Earth's Rotation

Earth's Rotation

We have seen that the tropical regions receive more energy per unit time than the polar regions and that this energy is redistributed around the planet by the movement of the atmosphere and ocean. To understand how this happens, we need to review the effect of the earth's rotation on air and ocean movement. If we forgot for a moment that the earth rotates on its axis, like Figure 8, then the excess energy in tropical areas would cause the warm, less dense air to rise. As it moves away from the earth's surface, it would be replaced by air coming from either of the poles. Over North America, a persistent wind from the north at the surface would carry air to the tropics where it would rise and drift northward at high levels to the North Pole where it would sink to the surface and then return to the south. A symmetrically similar pattern would develop in the Southern Hemisphere.

In reality, however, since we observe motions relative to fixed locations on the earth, the rotation of the earth creates an "apparent" force on any moving object or fluid. We call this the Coriolis force. In the Northern Hemisphere it exerts a force to the right (and to the left in the Southern Hemisphere) so a parcel of air moving toward the North Pole will be deflected toward the right. Air moving toward the equator is deflected to the right in the Northern Hemisphere and to the left in the Southern Hemisphere, resulting in a persistent surface wind from the northeast on the north side of the Equator and from the southeast on the south side of the Equator. This creates what we call a sub-tropical high-pressure region at about 30° north and south of the Equator where air moving poleward at high levels does not go directly to the polar region but, rather, is deflected eastward and subsides back to the earth's surface (see Figure 9).
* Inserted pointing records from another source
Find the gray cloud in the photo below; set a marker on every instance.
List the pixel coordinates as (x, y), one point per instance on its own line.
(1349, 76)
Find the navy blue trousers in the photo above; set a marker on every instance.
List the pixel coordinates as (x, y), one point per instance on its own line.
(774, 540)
On the poleward side of this circulation cell in each hemisphere is another cell that rotates in the opposite direction: air at the surface moves toward the pole, and air at high levels moves toward the tropics. This leads to a generally westerly wind in the middle latitudes (30° to 60°) north and south of the Equator. In the United States, we have a generally west-to-east movement of weather systems. At latitudes higher than 60o, a third circulation cell exists with surface flow away from the pole and poleward flow aloft. The Coriolis force creates winds generally from the east at the surface at these high latitudes.